Two additional incidents contributed to the smaller child’s attitude. One evening the mother, during a violent wind and rain storm, had opened the door to the carport, preparatory to going outside to secure some porch furniture. A strong gust of wind jerked the door out of her hand, caused her to slip on some wet concrete and, thus unbalanced, she was thrown under the car parked in the carport. The little boy began to scream with terror. It was very difficult to quiet him and assure him that his mother was uninjured.
Some time later, Victor and his father were out driving when a sudden desert duststorm arose, making visibility nonexistent. The father was forced to stop the car and park at the side of the road, as a safety measure. The wind rocked the car noticeably as the two sat in it, unable to see out, waiting out the storm. Following this episode, the child’s fears intensified.
The parents had tried numerous measures in an effort to reassure him. They had quietly talked to him about the necessity for rain and what it meant, especially on the desert. He had had stories about rain read to him, and had been taught poetry about rain, wind, and storms. Although he enjoyed the rhythm of the poems and retained the content of the stories, his apprehension did not noticeably decrease. He insisted that the curtains be drawn when there was rain, or tven an indication of rain, and he often asked to be put to bed, where he huddled fearfully under the covers.
The psychiatrist who was consulted had known the family socially over a long period and consequently many of their family traditions and practices were familiar to him.

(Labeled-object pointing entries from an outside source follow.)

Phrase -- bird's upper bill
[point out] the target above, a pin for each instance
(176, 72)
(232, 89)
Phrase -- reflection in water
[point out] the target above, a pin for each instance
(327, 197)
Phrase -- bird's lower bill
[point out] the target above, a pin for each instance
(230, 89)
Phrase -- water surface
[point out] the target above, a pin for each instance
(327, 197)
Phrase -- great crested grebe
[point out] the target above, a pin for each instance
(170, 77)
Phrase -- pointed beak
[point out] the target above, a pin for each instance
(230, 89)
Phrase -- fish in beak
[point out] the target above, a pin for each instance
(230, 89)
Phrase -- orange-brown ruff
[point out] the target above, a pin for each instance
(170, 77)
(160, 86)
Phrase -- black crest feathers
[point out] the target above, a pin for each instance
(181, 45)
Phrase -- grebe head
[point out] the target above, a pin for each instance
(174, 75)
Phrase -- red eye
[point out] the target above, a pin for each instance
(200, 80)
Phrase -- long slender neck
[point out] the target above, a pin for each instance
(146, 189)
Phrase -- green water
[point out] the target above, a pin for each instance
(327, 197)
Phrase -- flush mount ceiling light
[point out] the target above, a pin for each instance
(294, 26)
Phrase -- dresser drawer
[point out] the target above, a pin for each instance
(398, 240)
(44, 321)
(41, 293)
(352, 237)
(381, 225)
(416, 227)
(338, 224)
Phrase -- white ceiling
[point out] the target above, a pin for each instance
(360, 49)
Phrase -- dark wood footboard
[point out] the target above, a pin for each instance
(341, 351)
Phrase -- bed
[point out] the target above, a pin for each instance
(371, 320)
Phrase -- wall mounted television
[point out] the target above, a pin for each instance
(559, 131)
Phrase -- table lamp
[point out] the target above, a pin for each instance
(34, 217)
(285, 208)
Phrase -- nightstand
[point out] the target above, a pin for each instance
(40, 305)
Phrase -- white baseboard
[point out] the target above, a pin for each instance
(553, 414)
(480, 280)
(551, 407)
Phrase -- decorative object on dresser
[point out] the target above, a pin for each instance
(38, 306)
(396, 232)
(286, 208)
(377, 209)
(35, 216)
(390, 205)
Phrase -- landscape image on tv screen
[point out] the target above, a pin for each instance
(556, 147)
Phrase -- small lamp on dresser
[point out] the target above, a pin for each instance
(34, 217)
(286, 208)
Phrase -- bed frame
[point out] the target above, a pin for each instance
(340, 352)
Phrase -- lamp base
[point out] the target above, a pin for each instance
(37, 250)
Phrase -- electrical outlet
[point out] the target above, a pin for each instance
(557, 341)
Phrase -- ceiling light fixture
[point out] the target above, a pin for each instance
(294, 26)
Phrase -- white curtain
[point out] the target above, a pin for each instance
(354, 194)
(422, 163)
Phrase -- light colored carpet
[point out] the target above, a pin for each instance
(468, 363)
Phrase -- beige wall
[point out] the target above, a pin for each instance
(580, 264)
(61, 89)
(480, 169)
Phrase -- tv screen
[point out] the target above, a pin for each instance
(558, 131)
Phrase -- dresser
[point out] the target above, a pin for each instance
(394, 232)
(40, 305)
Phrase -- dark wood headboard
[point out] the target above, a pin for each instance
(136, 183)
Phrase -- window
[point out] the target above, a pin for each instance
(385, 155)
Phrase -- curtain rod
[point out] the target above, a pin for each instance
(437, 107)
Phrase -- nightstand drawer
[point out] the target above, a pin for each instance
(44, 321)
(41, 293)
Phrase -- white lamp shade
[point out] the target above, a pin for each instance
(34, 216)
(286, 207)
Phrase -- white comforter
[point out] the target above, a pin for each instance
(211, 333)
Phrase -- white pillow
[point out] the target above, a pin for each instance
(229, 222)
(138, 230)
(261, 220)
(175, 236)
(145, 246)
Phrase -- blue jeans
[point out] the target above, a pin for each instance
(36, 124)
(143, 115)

He was aware that the child still retained his belief in Santa Claus; it was the practice of the parents, from time to time throughout the year, to give the child small presents, crediting Santa Claus with having brought them. When the parents came into the office about the problem, the psychiatrist advised the parents to continue their practice of discussing with the child the need of flowers, grass, trees, and the earth for rain, and of teaching him poems about rain, but he suggested that they also tell Victor it was just possible Santa Claus might leave him a gift if the thunder became loud enough. The little boy was also seen in consultation and was told earnestly and emphatically that Santa Claus would probably have a surprise for him the next time it rained.
The child listened most attentively. When the next storm occurred, he was induced to peer out between the slightly parted curtains from time to time, to check on the brightness of the lightning, the loudness of the thunder, and the volume of the rainfall. He was persuaded to listen expectantly for each thunderclap, to determine whether, in his own mind, the noise was loud enough. He was also given pennies for each flash of lightning that he counted. He went to bed happily, in anticipation of Santa Claus’ visit, and was delighted to find the promised gift the next morning.
A little later the parents reported that Victor had spontaneously begun to ask when it might rain again and whether, because of the rain, Santa might not use a boat instead of his customary sled.
He was seen casually on a number of social occasions and comments were made reinforcing the association of Santa Claus with storms.